The chip itself requires 5V input for internal logic, separate from the motor power supply. For digital logic purposes, anything under 1.5V is treated as logic low. This is relatively high threshold and is intentionally done to to mitigate electrical noise coming from motors next door. Fortunately that should not present problems for newer 3.3V microcontrollers like ESP32, Teensy and newer Arduinos. Data pins draw up to 100uA which shouldn’t be a problem to pair it with modern chips with far less amperage capacity than old school 8-bit chips.
Figure 6 explains how our microcontroller controls motor behavior. Direction is commanded by raising one input high and pulling other low. If they are equal, we get motor brake which we are warned must still not exceed 2A. If enable is low, the motor coasts independent of input values. Reading this chart, I understand that proportional motor speed control is accomplished by putting a PWM signal into the enable pin, alternating between applying power and coasting. However, I don’t see a recommendation on what my PWM frequency should be.
A web search found this electronics StackExchange answer that claims single-digit kilohertz would be sufficient. However, there’s also a contradiction in an answer that first claims PWM is done on the control input lines and enable is simply tied to high (always enable), but then links to the Arduino motor shield with L298N where the schematic clearly has PWM input lines going to the enable pins. Strange! I’ll follow Arduino precedent and send PWM control to the enable pin.
Another use for the enable pin is in the power up/down sequence. Enable pin should be pulled low before motor supply is turned on, and should be low before motor supply is turned off. Speaking of power, when driving inductive loads (and motors certainly are) a 4-diode network is required to dissipate power that might feed back to the circuit from these coils.

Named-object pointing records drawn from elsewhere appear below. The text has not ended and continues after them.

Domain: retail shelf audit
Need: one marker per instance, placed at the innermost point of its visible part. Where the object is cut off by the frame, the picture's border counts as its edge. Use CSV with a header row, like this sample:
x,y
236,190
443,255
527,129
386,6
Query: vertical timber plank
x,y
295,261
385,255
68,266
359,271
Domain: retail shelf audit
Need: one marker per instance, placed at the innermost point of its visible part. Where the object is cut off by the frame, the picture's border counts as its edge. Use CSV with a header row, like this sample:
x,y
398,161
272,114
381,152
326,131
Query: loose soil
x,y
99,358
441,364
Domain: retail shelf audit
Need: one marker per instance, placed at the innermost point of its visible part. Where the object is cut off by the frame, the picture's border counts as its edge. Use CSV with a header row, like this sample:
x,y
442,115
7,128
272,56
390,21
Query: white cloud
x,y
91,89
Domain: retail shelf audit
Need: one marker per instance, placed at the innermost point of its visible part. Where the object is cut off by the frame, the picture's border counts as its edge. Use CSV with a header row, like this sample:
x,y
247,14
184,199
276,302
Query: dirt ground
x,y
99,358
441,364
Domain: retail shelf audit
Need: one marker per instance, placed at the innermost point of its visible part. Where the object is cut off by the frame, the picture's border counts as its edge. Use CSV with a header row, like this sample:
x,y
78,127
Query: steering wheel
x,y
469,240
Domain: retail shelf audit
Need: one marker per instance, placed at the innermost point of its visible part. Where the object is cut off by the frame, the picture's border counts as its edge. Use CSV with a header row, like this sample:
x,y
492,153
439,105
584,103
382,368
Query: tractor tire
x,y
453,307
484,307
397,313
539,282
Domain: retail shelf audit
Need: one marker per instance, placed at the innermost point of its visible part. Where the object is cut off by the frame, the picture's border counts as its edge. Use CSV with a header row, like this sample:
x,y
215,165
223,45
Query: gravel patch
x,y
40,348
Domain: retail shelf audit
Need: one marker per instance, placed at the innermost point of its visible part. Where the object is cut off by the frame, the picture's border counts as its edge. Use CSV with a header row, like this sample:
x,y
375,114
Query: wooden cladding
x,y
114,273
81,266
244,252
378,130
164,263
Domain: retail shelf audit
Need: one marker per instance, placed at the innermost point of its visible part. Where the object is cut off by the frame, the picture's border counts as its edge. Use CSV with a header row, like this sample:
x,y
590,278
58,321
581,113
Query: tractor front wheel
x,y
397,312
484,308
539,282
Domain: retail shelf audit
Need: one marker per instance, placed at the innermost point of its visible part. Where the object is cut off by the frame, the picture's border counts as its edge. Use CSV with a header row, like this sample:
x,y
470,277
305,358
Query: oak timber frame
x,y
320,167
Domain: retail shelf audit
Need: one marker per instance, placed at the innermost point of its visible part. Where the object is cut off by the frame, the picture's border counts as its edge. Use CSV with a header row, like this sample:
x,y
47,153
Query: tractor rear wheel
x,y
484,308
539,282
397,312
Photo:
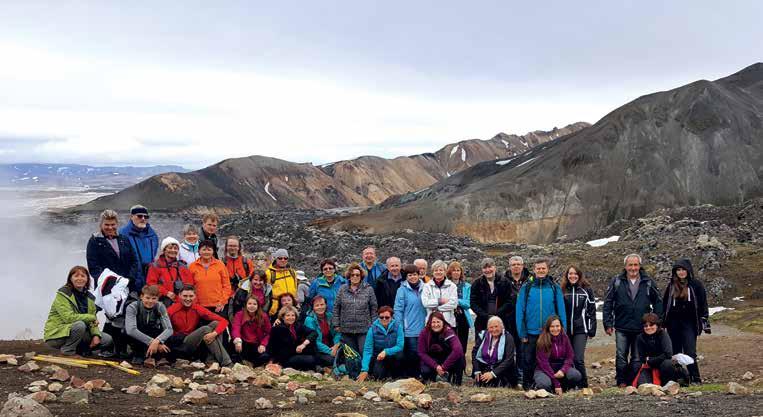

I saw several mentions of a current sensing resistor, and I see a “Rs” in all the schematics, but there’s no specification for resistance value or any other information beyond that they should be grounded as close to L298’s GND pin as possible. No reference for how L298 interprets current as a function of ohms resistance. Eventually I figured it out: the current sensing pin is only a provision for those that want to add a current sensing circuit to their design elsewhere. The L298 itself doesn’t care, and that’s why ohms are not specified in this datasheet.